Nicholas Freeling was born in London in 1927. He is known mostly for his series of crime novels that began after three weeks spent in a Dutch prison. In all he published 41 books after the age of 30, the first one written on stolen soap wrappers from his labor duties while incarcerated, inspired by interrogation efforts of the detective responsible for finding out the real reason he had chosen to be a chef. As the story goes, Mr. Freeling was locked up for stealing veal to feed his family and was considered a conspirator in the underworld of Amsterdam’s resistance to World War II. He was subsequently deported back to England after his release; no ties were found to a larger movement besides the hunger of his family.

Mr. Freeling is considered a sui generis or “self-generated” writer who had little formal education with no writing degrees and no outstanding education in the field save a keen eye for observation. He wrote about his own life experiences in an exaggerated way to comment on society and ethics through the guise of crime novels. In 1970, after becoming bored with his most famous recurring character and shortly before killing him off in a controversial and potentially career-crippling move, he wrote The Kitchen, an autobiographical history of time spent in kitchens across Europe.

The book is a straightforward treatise on time spent under great — and not so great — chefs, beginning from nothing when he had to buy, wash and starch his own whites. As he moved on to become a sous chef, he shares his honest experiences with food during a time romanticized by all as the beginning of a movement toward the haute cuisine we experienced in the 1970s, most notably in the South of France.

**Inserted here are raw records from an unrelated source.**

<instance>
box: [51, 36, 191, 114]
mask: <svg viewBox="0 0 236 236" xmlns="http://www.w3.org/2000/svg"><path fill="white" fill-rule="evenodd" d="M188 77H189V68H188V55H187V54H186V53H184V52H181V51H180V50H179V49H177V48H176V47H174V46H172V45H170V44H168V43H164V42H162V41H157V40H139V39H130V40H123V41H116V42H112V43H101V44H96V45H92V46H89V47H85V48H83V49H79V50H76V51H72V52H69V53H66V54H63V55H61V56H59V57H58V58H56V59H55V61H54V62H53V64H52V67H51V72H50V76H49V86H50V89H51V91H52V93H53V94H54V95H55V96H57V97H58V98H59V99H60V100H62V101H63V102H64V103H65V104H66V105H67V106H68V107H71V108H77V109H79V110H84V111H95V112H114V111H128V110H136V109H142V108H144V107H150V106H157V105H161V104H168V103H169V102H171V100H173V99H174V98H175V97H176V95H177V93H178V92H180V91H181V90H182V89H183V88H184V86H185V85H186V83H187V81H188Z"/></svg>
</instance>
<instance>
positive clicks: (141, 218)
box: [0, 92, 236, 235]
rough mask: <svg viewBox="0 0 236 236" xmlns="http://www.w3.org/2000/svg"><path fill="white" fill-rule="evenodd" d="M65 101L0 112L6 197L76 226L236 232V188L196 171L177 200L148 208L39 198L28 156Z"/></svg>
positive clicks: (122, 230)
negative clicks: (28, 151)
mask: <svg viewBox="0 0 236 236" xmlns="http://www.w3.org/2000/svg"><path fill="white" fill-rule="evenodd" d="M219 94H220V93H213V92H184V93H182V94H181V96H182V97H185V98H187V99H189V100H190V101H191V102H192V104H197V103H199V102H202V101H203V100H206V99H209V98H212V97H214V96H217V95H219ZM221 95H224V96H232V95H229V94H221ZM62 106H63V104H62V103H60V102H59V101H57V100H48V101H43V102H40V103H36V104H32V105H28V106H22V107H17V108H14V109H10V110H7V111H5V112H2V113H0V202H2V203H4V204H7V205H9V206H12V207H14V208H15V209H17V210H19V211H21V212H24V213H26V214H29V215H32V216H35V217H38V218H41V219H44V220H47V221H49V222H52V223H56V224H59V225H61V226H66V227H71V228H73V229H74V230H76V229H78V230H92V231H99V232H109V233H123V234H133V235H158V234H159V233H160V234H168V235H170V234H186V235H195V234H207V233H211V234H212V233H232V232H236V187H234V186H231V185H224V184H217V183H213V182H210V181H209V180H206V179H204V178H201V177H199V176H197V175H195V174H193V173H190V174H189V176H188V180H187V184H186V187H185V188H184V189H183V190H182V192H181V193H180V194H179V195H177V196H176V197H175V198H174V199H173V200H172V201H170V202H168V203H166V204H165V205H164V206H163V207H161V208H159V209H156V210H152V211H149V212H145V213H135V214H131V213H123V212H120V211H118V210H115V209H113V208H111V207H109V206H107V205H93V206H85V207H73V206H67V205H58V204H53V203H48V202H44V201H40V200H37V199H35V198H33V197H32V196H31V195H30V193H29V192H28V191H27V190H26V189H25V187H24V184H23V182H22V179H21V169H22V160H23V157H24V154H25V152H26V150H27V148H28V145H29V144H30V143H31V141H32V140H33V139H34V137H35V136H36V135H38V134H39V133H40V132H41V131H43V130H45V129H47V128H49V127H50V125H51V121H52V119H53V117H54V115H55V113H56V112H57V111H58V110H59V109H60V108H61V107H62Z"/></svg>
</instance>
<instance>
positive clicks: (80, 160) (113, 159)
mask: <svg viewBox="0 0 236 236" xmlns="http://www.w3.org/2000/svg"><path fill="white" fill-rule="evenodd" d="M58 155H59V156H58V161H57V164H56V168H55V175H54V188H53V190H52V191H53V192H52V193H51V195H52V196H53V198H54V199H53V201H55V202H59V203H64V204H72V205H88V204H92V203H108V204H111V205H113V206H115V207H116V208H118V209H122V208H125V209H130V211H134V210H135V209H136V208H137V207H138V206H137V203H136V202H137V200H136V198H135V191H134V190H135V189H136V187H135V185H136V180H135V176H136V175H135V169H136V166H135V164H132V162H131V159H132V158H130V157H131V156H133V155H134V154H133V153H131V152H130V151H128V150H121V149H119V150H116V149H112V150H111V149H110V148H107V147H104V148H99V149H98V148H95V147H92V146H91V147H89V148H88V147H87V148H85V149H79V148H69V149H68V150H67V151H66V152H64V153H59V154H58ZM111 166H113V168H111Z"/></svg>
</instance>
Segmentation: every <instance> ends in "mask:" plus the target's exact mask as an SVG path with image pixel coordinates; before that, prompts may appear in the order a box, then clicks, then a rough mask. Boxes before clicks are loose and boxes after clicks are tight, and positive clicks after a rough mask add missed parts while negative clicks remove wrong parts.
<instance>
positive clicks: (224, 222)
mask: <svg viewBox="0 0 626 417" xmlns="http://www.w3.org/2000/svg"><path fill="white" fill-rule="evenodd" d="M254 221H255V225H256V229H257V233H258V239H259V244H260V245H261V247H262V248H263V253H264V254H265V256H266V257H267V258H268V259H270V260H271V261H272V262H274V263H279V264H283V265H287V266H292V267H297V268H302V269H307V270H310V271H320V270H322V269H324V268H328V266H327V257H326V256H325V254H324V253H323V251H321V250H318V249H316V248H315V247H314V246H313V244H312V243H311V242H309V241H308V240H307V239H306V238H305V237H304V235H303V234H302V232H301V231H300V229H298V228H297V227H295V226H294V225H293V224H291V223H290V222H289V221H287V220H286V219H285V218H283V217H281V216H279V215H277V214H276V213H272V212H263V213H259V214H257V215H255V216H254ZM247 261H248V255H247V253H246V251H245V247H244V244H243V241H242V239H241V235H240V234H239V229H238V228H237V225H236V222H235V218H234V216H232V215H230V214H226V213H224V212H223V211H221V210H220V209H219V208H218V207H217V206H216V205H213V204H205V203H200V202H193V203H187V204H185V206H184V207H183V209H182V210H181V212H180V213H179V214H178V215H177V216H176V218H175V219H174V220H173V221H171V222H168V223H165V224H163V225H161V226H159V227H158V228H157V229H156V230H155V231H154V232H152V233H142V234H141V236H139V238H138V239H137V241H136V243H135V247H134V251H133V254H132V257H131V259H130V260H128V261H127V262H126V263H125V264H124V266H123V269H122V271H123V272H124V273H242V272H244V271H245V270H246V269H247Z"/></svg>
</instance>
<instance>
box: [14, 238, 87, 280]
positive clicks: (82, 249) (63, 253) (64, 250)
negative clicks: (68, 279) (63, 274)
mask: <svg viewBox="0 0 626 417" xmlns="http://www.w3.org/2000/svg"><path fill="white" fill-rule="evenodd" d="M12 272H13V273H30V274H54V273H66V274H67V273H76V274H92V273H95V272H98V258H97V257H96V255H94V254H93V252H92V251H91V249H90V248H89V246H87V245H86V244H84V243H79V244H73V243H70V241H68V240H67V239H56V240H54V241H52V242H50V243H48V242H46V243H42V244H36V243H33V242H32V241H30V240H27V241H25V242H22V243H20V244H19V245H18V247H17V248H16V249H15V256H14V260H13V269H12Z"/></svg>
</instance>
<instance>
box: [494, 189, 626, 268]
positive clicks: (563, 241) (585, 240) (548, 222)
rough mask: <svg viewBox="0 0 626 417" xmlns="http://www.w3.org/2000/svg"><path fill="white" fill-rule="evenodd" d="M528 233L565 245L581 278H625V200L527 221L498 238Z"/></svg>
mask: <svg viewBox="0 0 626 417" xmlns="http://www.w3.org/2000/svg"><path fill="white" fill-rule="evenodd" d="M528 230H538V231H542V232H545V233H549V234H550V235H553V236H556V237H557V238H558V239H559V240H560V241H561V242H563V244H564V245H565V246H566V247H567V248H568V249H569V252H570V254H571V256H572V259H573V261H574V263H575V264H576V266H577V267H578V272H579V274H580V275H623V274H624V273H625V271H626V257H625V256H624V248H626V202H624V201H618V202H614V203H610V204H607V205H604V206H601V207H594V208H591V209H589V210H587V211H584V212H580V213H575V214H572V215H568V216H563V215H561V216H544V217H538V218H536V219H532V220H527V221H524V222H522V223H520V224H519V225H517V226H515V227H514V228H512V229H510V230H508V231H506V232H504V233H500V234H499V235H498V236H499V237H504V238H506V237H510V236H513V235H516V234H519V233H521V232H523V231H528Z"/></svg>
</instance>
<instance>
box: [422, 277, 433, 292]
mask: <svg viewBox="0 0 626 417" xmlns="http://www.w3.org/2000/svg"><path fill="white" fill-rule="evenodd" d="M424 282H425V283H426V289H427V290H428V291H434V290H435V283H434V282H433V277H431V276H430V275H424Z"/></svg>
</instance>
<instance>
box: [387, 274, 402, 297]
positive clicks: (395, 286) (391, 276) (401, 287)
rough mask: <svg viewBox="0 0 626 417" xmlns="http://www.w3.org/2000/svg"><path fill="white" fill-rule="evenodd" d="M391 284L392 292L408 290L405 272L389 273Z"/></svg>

Humble beginnings aside, Freeling unfailingly points out the importance of practicality and thrift in a world pervaded by decadence and show. In a statement that remains as poignant today as then, he writes of kitchens that produce “a narrow life, and a dreary one. You do not get enough fresh air, you no longer enjoy food yourself, you lose a sense of proportion.” Astutely noting that modern cookbooks are “getting duller and more dogmatic every minute,” he also writes in reference to his own book on food: “There are no recipes, absolutely no useful hints, and above all no damned instructions; they do not give one an appetite.”

In a paragraph early on in The Kitchen about his real test of a cook, written 10 years before my birth and drawing on 47 years of experiences that began between the first and second world wars (a time I could study all I want but will never actually fathom living in) — the words jumped off the page as if he were looking into my kitchen:

“I would leave the aspirant in a kitchen with a stove which did not work very well, a few beaten-up pots, and some slightly hairy leftovers. In the refrigerator two grilled pork chops, three eggs and some cold boiled potatoes, a dried out piece of cheese, and half a packet of butter. In the rack half a cabbage, two wilted carrots, and an apple. In the cupboard a tin of sardines, a packet of spaghetti, and a few tins of herbs that have lost their labels, so that one can no longer be quite sure what they are.”

Freeling died in 2003 at the age of 76. He will be immortalized with his creation of the detective character Piet Van der Valk, who perhaps not coincidently died in 1972, two years after The Kitchen was published.

Despite his growing popularity, Freeling grew bored by the formula he had created. So like a chef stifled by cooking the same dish over and over again, he scrapped everything and started over. His fans were dismayed and entire nations ceased to publish his novels for a significant time following the death of his famous character Van de Valk. As humans we do not do well with change, but it takes people like Freeling to keep us honest. In time he was appreciated again, earning some of the most prestigious awards that exist for mystery writers in England, France and the United States.

Freeling supported himself as a cook when he couldn’t do so as an author. He would sell publishers on the stories from kitchens he floated through but found “they are all the same,” always feeling conflicted because work in kitchens also provided regular meals and consistent if meager pay.

Finally, working within the constraints of a kitchen disinterested in creativity, he wrote that “the cruel thirst for letters made me throw a knife down in disgust, my unformed mind only half realizing that my hands wanted a typewriter and not knives . . . writing, like cooking, is a trade painfully acquired. The two seem so different, and are so strangely the same.”